Dukungan Amerika Serikat (AS), Inggris, dan Uni Eropa, termasuk dukungan militer, dinilai Shlaim membuat mereka terlibat dalam pembantaian massal oleh Israel di Jalur Gaza.
"Respons Barat terhadap krisis ini adalah kemunafikan dan standar ganda yang kejam, namun kali ini sudah pada level baru. Kecintaan Barat terhadap Israel selalu menyertai, selalu bergantung pada penghapusan sejarah Palestina dan kemanusiaan," ujar Shlaim, seperti dilansir Middle East Eye, Selasa (31/10).
"Kekhawatiran mendalam terhadap keamanan Israel selalu ditegaskan kembali oleh para pemimpin Barat - namun tidak ada satupun pemikiran terkait keamanan Palestina."
Shlaim lahir pada tahun 1945 di Baghdad dari orang tua yang memiliki koneksi baik dan merupakan bagian dari minoritas Yahudi berusia ribuan tahun di Irak. Pada usia lima tahun, Shlaim terpaksa melarikan diri bersama keluarganya, menyusul pengeboman yang menargetkan orang-orang Yahudi di ibu kota Irak.
Sebagai salah satu "sejarawan baru" di Israel, Shlaim disebut adalah bagian dari kelompok yang menilai kembali sejarah negara tersebut dan sering menyoroti penindasan terhadap orang-orang Palestina.
Kemlu RI Bantah Ada Relawan Indonesia Tewas di Gaza, 10 WNI dalam Kondisi Selamat
Kementerian Luar Negeri Republik Indonesia (Kemlu RI) membantah adanya Warga Negara Indonesia (WNI) bernama Ahmad Hasyim yang tewas saat bertugas menjadi relawan di Gaza.

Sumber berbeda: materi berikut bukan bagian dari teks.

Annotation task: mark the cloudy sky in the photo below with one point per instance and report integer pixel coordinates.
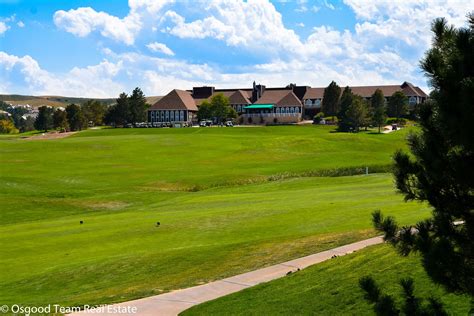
(101, 48)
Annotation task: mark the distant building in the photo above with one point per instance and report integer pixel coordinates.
(178, 106)
(262, 105)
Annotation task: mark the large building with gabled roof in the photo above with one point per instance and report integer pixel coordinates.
(262, 105)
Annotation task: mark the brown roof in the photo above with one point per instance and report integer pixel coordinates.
(198, 101)
(421, 92)
(314, 93)
(239, 97)
(367, 91)
(176, 100)
(279, 98)
(289, 99)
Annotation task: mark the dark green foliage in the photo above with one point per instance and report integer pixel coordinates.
(439, 169)
(384, 304)
(44, 121)
(356, 114)
(60, 120)
(7, 127)
(94, 111)
(25, 125)
(75, 117)
(331, 96)
(128, 109)
(218, 109)
(318, 118)
(204, 111)
(137, 106)
(119, 114)
(398, 105)
(377, 109)
(345, 102)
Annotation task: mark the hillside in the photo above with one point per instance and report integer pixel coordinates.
(56, 101)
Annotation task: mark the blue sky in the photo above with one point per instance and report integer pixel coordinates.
(101, 48)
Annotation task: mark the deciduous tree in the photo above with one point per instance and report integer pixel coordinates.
(345, 102)
(94, 111)
(398, 105)
(331, 96)
(377, 109)
(44, 120)
(137, 106)
(75, 117)
(60, 120)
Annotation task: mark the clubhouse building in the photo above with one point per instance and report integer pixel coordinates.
(262, 105)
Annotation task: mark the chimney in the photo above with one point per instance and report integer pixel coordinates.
(202, 92)
(257, 91)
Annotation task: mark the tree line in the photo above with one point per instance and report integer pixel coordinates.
(129, 109)
(353, 111)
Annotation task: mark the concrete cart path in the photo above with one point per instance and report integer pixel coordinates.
(173, 303)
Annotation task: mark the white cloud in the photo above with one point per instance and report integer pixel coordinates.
(408, 21)
(371, 54)
(92, 81)
(82, 21)
(252, 24)
(3, 27)
(160, 48)
(329, 5)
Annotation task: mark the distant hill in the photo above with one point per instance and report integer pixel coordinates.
(56, 101)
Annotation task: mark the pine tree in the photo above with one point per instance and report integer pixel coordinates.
(398, 105)
(345, 102)
(60, 120)
(137, 106)
(331, 97)
(356, 114)
(75, 117)
(94, 112)
(440, 168)
(44, 120)
(377, 109)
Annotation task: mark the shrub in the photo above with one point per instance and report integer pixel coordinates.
(318, 117)
(394, 120)
(7, 127)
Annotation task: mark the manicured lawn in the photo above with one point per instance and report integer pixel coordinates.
(331, 288)
(209, 189)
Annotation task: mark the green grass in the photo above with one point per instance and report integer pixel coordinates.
(220, 215)
(331, 288)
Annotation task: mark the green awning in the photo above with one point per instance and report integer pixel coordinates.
(259, 106)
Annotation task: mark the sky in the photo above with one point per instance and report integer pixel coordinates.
(99, 48)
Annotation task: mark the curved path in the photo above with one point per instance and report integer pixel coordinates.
(174, 302)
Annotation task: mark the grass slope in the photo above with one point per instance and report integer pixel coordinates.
(331, 288)
(121, 182)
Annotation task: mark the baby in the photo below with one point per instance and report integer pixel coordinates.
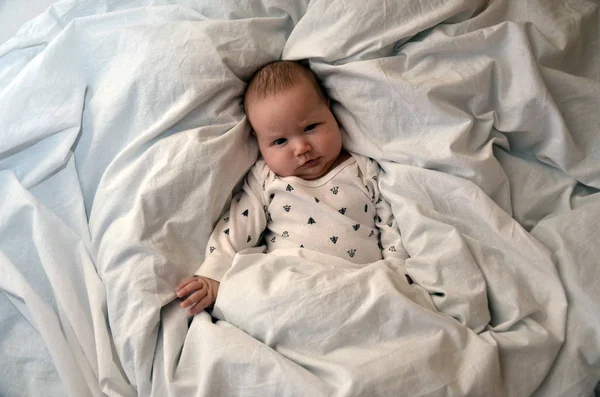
(305, 191)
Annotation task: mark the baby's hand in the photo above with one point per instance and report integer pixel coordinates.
(201, 293)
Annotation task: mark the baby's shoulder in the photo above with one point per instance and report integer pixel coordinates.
(260, 170)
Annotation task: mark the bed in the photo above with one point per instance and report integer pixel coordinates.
(123, 136)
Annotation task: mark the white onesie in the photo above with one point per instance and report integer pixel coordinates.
(341, 214)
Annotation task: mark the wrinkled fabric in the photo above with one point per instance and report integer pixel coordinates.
(123, 135)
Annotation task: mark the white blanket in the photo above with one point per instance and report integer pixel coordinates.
(122, 136)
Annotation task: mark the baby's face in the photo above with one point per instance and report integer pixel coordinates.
(297, 133)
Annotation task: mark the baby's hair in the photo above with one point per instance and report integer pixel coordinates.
(278, 76)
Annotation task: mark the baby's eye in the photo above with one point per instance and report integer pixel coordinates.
(310, 127)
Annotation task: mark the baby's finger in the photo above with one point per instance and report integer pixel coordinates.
(201, 305)
(191, 287)
(194, 298)
(186, 281)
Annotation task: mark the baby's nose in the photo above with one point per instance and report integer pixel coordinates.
(302, 147)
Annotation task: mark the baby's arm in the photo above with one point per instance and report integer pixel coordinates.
(240, 228)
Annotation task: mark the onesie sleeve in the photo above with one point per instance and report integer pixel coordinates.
(390, 240)
(240, 228)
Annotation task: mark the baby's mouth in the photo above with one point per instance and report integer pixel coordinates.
(311, 163)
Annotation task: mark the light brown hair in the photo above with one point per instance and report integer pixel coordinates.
(278, 76)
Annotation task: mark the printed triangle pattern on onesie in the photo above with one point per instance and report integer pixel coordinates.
(334, 214)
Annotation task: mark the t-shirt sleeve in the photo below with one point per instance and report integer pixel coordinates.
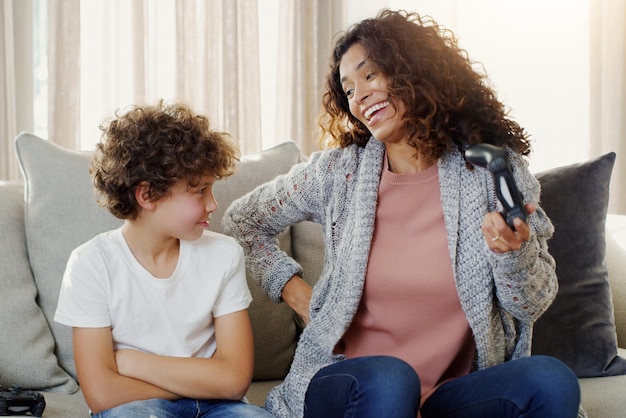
(83, 300)
(235, 294)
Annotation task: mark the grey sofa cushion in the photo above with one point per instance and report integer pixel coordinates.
(62, 213)
(26, 346)
(579, 327)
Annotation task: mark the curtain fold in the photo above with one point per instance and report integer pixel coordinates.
(8, 118)
(306, 33)
(608, 92)
(217, 65)
(64, 78)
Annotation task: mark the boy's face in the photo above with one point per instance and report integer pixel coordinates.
(186, 212)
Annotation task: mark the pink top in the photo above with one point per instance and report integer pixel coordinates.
(410, 306)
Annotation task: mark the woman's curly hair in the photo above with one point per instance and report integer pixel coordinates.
(159, 145)
(448, 103)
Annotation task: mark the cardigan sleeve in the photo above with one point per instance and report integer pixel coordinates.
(256, 219)
(525, 279)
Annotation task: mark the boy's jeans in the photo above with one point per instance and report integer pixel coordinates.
(161, 408)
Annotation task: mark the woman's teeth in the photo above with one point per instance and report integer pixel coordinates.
(368, 113)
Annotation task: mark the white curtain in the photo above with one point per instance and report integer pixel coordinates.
(306, 31)
(608, 91)
(117, 53)
(64, 78)
(8, 130)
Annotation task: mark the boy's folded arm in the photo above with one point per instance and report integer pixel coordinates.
(226, 375)
(102, 386)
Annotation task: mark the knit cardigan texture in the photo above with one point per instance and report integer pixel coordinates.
(502, 295)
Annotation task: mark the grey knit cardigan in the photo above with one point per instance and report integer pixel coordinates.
(501, 294)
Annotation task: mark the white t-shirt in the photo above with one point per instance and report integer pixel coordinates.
(104, 285)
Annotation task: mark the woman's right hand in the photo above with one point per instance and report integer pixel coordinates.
(297, 294)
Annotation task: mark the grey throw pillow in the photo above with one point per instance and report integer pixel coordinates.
(61, 214)
(579, 327)
(26, 347)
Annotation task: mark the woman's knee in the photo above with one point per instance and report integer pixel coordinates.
(376, 384)
(556, 384)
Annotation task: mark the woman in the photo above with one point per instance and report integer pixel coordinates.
(427, 297)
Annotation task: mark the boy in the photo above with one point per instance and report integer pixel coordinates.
(159, 306)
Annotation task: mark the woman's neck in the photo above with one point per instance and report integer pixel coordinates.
(402, 160)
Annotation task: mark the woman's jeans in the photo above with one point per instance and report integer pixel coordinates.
(192, 408)
(382, 386)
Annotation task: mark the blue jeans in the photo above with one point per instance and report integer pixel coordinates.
(380, 386)
(185, 407)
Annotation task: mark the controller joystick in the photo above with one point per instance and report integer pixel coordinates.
(16, 401)
(493, 158)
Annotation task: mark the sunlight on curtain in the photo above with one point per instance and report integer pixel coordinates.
(608, 97)
(8, 164)
(202, 53)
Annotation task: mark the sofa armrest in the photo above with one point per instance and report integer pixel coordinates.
(616, 264)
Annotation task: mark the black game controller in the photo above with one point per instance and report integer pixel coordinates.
(493, 158)
(16, 401)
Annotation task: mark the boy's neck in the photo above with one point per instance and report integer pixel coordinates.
(157, 254)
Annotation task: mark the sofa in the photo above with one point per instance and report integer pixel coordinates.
(53, 209)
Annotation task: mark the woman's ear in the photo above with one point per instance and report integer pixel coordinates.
(142, 196)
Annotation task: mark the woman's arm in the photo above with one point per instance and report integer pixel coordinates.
(102, 386)
(524, 270)
(226, 375)
(255, 219)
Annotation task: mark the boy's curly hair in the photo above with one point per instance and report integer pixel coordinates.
(159, 145)
(448, 103)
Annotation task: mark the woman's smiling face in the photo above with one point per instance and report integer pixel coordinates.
(368, 96)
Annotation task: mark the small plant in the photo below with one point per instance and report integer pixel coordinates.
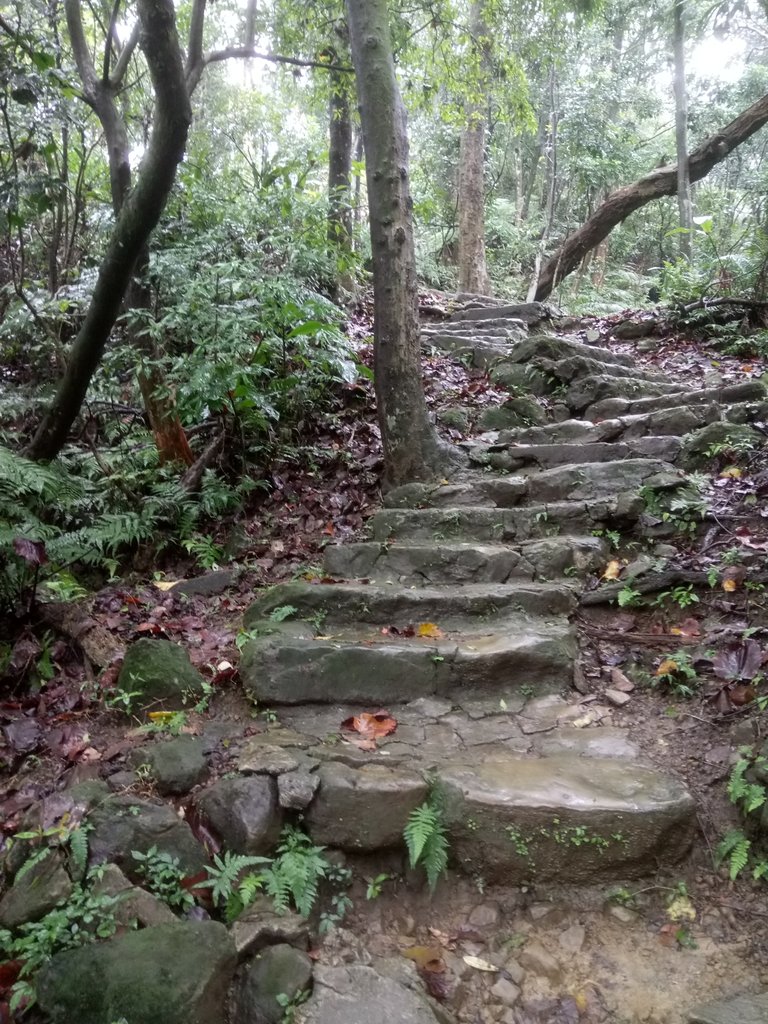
(164, 878)
(426, 841)
(677, 675)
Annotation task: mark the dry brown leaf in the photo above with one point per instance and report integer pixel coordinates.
(612, 569)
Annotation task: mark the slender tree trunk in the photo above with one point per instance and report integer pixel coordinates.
(473, 274)
(137, 218)
(662, 181)
(681, 133)
(340, 174)
(412, 451)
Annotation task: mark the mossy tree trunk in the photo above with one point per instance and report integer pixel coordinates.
(412, 451)
(139, 210)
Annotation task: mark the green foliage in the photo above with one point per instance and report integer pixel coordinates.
(296, 872)
(85, 916)
(163, 878)
(426, 840)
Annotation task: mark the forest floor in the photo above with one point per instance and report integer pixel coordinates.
(590, 943)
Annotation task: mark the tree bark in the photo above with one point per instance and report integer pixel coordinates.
(412, 451)
(473, 274)
(139, 214)
(681, 133)
(662, 181)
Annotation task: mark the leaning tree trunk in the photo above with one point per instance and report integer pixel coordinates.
(412, 451)
(473, 274)
(138, 216)
(662, 181)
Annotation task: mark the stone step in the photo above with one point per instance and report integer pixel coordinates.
(382, 605)
(609, 408)
(441, 563)
(587, 391)
(509, 457)
(526, 795)
(512, 818)
(358, 665)
(483, 523)
(529, 312)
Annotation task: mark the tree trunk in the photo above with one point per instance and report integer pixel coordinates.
(138, 216)
(681, 133)
(473, 274)
(412, 451)
(662, 181)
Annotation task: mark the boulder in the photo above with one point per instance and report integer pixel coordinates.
(126, 823)
(176, 765)
(36, 892)
(160, 673)
(727, 440)
(173, 974)
(350, 994)
(279, 971)
(364, 809)
(244, 812)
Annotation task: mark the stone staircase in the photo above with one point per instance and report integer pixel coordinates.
(455, 615)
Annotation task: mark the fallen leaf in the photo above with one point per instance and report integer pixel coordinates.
(688, 628)
(612, 570)
(479, 965)
(426, 957)
(681, 908)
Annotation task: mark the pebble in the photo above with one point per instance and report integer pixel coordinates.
(506, 991)
(572, 938)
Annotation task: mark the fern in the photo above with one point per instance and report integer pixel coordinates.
(733, 847)
(295, 873)
(224, 876)
(426, 841)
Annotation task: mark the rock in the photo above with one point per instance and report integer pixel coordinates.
(176, 765)
(173, 974)
(617, 697)
(36, 893)
(516, 818)
(278, 971)
(350, 994)
(730, 438)
(262, 758)
(505, 991)
(534, 957)
(136, 906)
(485, 916)
(514, 413)
(366, 808)
(572, 938)
(259, 926)
(244, 812)
(296, 790)
(205, 586)
(160, 673)
(740, 1010)
(122, 824)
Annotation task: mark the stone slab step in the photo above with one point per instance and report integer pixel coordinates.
(482, 523)
(586, 391)
(445, 562)
(529, 312)
(557, 349)
(512, 818)
(383, 605)
(510, 457)
(361, 666)
(608, 408)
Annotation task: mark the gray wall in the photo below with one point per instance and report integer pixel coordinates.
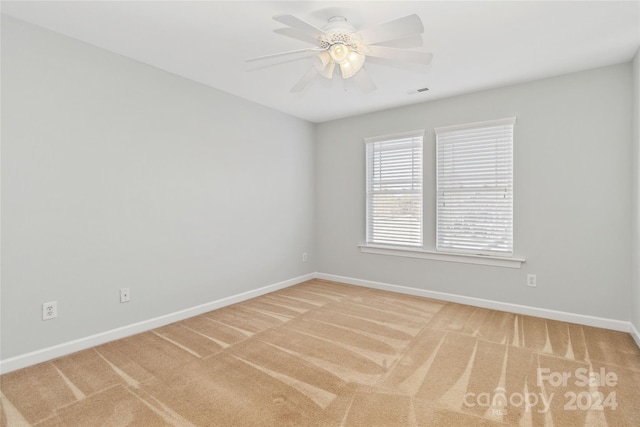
(572, 184)
(635, 198)
(116, 174)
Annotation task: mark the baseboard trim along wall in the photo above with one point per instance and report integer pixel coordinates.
(634, 333)
(599, 322)
(49, 353)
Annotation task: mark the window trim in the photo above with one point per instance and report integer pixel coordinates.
(495, 261)
(391, 137)
(507, 121)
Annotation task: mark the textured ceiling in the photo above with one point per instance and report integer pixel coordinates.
(476, 45)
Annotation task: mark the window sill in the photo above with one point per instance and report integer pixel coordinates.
(442, 256)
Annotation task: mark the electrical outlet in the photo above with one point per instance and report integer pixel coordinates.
(125, 295)
(531, 280)
(49, 310)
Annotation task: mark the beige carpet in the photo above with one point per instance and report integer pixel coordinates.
(328, 354)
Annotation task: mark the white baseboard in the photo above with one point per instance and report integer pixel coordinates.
(634, 333)
(599, 322)
(49, 353)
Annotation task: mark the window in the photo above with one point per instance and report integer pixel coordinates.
(475, 188)
(394, 190)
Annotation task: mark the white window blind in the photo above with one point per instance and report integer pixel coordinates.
(475, 188)
(394, 190)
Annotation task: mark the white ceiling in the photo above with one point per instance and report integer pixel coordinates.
(476, 45)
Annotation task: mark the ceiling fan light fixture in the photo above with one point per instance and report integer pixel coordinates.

"Sesuai database Kemlu mengenai WNI di Gaza, tidak ada WNI dengan nama Ahmad Hasyim," kata Direktur Pelindungan WNI Judha Nugraha melalui pesan singkat, Selasa (31/10/2023).
Korban tewas tersebut, jelas Iqbal, bukan merupakan WNI melainkan merupakan warga lokal Palestina.
Konfirmasi mengenai hal ini juga disampaikan oleh Juru Bicara Kemlu RI Lalu Muhammad Iqbal, yang menekankan bahwa Ahmad Hasyim bukan merupakan WNI.
"Kemlu telah melakukan klarifikasi kepada pemilik akun dan juga kepada sumber-sumber di Gaza. Terkonfirmasi bahwa relawan atas nama Ahmad Hasyim yang disebutkan di akun tersebut bukan WNI," ungkap Iqbal melalui pesan singkat.
Iqbal menjelaskan bahwa korban merupakan relawan lokal di Gaza bagi salah satu lembaga kemanusiaan di Indonesia.
"Kami ikut berduka cita dan belasungkawa yang mendalam atas wafatnya almarhum," sambung Iqbal.
Konfirmasi tersebut disampaikan oleh Kemlu RI setelah beredar unggahan di akun Instagram milik Ustadz Salim A.Fillah.
"Salah satu relawan kami di garis depan gugur sebagai syahid ketika menjalankan tugas. Mari kita doakan Akhi Ahmad Hasyim seorang pemuda yang telah berkhidmat di garis depan dengan mempertaruhkan nyawa," tulis keterangan unggahan akun @salimafillah.